Dei tanti significati e risvolti dell’essere “imprigionati nel proprio corpo” Bones and All segue la strada della convivenza con qualcosa  che non possiamo controllare.

Maren e Lee su due ragazzi che vivono ai margini della società, tra case sudicie e legami familiari tossici anche nell’assenza.
Ciò che li rende vivi, o per lo meno li caratterizza è il cannibalismo.
Si trovano, si “sentono” unendosi in un viaggio tra le strade dell’America più vera e genuina: le tavole calde in mezzo al nulla, i campi di grano, le lunghe vie secondarie di una nazione in cui si muovono come fuggittivi.

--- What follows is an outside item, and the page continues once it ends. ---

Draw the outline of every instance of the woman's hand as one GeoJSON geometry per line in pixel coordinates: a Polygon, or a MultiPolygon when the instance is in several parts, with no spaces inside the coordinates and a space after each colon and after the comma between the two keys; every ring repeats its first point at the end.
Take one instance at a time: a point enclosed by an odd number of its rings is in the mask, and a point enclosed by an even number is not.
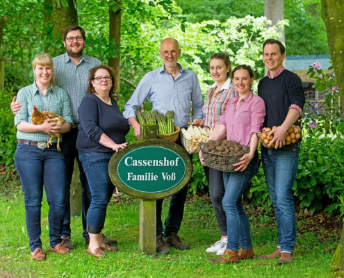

Guadagnino prende un risvolto, un elemento macabro e raccapricciante e ne fa un racconto di sentimenti e costruzione dell’identità.

L’adolescenza è la stagione delle passioni, dell’impeto, del qui e ora, in Bones and All tutto ciò chiama i protagonisti a combattere con le loro peculiarità; gli odori, i sapori, il lasciarsi andare non sono un’esplosione di gioia, ma un meccanismo necessario, da reprimere e al tempo stesso inevitabile.

Bones and All pervade di candore e umanità un atto di privazione, lo fa con delicatezza senza soffermarsi in maniera morbosa sui dettagli ma concentrandosi sullo stato d’animo, le emozioni dei protagonisti, impegnati ogni istante a cercare di capire come abbracciare il proprio corpo, senza pentirsene, assecondandone le pulsioni fino in fondo, senza più la paura di nascondersi costantemente per celare il proprio essenziale respiro.